There’s another guy tagging along with us. He doesn’t say much, but he’s carrying around these lottery tickets. When we come up to the 7-11, he goes in, and I figure, hey, might as well get a beer in case the bar is closed. The crazy, angry guy is across the street and notices we’re not following him anymore. He shouts something, holds up his hands in the air, and then let’s them flop to his sides in frustration. I shout to him, “I’m getting a beer, I’ll be right back.” I don’t know if he hears me and I don’t really care. Whatever happens, happens.

I’m well acquainted with the place, so I walk straight to the cooler of fourties and grab a bottle of Bud. It’s cold and heavy, and promises that the night will go on forever. The lottery ticket guy is up at the counter scratching away. He exchanges his meager winnings for yet more tickets, and when I leave, he’s still up at the counter scratching away. I know the type, he won’t quit until he hits it big or goes broke. Nothing in the middle will do.

Rich is in the parking lot. The wacko is gone. “Do you still want to go to the Corner Pocket,” I ask Rich. “No,” he says. “Good, either do I.” So we head back to the hostel.

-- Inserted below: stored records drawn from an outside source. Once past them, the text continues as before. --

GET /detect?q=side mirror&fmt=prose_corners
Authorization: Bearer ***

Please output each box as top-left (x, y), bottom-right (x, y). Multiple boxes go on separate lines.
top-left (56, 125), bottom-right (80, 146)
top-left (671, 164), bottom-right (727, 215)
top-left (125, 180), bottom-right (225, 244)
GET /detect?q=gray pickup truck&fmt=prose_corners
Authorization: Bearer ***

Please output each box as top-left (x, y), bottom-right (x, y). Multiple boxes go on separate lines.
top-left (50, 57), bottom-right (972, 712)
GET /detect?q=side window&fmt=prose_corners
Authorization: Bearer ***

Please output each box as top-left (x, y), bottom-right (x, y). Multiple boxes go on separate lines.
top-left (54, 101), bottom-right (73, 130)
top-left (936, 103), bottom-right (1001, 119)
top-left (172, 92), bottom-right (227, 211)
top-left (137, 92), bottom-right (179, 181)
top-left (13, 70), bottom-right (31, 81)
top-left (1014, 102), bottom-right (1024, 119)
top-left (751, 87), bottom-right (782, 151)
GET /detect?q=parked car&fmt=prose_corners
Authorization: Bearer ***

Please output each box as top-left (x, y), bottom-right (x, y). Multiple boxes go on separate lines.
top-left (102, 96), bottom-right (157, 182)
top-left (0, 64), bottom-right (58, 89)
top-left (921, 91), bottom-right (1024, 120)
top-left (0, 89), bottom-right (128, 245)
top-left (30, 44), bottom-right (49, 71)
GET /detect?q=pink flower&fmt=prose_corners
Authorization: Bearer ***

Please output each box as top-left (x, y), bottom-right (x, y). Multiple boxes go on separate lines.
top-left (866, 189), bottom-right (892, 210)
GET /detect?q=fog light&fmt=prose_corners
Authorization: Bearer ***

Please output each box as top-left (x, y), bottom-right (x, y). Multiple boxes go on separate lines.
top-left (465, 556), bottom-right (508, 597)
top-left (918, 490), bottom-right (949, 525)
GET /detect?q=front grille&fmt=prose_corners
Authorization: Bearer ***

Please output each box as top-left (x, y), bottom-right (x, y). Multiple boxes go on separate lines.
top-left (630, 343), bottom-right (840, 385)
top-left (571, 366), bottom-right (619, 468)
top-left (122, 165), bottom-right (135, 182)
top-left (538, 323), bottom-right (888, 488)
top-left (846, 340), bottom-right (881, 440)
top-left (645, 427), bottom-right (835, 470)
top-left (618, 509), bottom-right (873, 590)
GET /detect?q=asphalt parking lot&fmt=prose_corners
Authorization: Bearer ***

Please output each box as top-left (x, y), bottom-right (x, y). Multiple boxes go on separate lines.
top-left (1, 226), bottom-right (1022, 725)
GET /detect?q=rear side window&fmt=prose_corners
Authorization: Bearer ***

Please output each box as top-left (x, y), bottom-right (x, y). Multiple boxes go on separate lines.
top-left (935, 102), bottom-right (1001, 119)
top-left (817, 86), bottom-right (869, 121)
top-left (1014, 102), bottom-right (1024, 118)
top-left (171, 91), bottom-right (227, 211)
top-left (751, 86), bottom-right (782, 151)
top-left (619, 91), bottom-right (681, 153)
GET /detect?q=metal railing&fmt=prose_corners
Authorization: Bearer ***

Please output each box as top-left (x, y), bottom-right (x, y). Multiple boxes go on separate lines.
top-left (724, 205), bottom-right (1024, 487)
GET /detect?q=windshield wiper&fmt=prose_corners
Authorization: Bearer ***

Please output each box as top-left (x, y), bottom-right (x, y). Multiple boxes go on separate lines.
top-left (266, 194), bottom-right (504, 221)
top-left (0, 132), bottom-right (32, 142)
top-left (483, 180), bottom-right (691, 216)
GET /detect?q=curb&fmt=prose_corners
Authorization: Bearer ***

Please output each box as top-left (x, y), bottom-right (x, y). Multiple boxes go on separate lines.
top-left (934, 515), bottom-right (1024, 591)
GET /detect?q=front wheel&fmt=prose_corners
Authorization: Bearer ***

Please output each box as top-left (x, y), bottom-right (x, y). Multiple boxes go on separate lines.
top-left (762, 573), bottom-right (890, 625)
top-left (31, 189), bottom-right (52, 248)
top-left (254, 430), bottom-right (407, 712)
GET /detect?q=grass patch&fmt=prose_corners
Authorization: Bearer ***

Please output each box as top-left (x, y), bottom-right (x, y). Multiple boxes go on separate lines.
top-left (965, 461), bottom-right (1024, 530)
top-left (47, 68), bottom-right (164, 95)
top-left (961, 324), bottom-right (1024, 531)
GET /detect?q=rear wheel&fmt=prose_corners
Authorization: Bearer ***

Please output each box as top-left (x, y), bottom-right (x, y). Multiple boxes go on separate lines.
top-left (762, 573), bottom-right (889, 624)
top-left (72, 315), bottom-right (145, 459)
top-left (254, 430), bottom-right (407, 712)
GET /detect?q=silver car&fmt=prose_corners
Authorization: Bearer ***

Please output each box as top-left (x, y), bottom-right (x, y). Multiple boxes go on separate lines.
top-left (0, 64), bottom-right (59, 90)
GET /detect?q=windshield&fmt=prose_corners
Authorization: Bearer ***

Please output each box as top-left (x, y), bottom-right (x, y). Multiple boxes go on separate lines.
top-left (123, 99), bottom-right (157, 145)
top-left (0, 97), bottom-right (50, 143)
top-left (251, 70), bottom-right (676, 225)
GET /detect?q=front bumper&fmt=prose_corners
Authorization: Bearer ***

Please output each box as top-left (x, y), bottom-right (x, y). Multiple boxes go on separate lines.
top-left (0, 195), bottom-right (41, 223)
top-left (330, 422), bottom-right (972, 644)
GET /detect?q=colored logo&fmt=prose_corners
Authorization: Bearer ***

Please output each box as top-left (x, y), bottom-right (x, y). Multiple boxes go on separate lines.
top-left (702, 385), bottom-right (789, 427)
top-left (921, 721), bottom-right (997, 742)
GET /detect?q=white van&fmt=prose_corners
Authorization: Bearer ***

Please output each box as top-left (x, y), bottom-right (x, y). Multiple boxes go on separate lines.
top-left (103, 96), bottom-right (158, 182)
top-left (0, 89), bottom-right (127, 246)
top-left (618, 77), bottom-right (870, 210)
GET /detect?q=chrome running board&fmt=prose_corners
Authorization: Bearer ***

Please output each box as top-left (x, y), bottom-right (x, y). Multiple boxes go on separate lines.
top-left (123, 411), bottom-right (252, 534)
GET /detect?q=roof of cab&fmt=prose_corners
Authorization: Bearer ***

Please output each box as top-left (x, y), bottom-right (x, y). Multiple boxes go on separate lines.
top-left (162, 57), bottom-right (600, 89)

Along the way, we come across an Italian restaurant in the making. It has a patio that’s sort of hidden from the street. “Let’s sit here,” I tell Rich, “We’ll have a smoke.”
“I don’t think that’s a good idea,” Rich says.
“Why?”
“Because, the cops will come by and we’ll get in trouble.”
“Come on Rich. That’s what’s wrong with the world. Everyone’s ruled by fear. Think about it. What are the odds that the cops are gonna come by here? And even if they do, what can they do to us? We’re not doing anything wrong.” So he sits down, unconvinced, looking around nervously, and starts rolling the cigarette.

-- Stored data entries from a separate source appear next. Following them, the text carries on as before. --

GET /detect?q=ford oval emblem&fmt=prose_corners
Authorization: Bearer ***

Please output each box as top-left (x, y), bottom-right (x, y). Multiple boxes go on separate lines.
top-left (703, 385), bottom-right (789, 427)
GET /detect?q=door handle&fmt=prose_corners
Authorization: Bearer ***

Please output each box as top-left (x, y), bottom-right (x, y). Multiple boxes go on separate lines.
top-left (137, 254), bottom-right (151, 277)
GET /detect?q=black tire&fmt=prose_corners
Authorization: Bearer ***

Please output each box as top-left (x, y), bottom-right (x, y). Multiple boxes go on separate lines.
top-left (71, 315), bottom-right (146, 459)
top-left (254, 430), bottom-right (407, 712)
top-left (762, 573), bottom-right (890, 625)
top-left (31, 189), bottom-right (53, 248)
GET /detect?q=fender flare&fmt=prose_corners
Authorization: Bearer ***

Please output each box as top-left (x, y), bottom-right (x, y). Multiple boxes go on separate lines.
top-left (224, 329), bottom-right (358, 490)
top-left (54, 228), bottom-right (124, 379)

I pull out my fourty. Rich’s eyes light-up and he says, “I didn’t know you had that.” “Damn, Rich, I’ve been drinking it the whole way over here,” which is the truth and I have no idea how he didn’t notice. Maybe he’s more messed-up than I thought. “Well give me a swig of that,” he says reaching for the bottle. I can always count on Rich.

We smoke, drink, and talk about life. Rich and I are alike in a lot of ways. That’s why I like partying with him, and I tell him so. We’re getting all sentimental like that.

As we’re getting ready to go Rich says, “that’s what I like about you John.”
I have no clue what he’s referring to, so I say, “What?”
“One minute it seems like you’re all fucked-up and you don’t know what you’re doing, but the next minute it’s like you got it all together and you know everything.”
“What do you mean?”
“Like sitting here, stopping for a beer and a cigarette. You were right. It was a good idea.”
I think about it for a moment and realize he’s right in more ways than he can possibly know.
On that, I guzzle down the last that the big, brown bottle has to offer. I get up. The empty weight is hanging from my hand, waiting, calling. It wants to be thrown. It needs to be thrown. So I throw it out onto the sidewalk. SMASH!!! “Geez John, I can’t believe you did that,” Rich says. Apparently, he doesn’t know me very well. He keeps on saying it – “I can’t believe you did that” – shaking his head, laughing. It felt good – like release. But then I think about the people putting in the restaurant and how they’ll have to clean it up. Then I feel kind of guilty. Sorry guys. Welcome to Whitaker.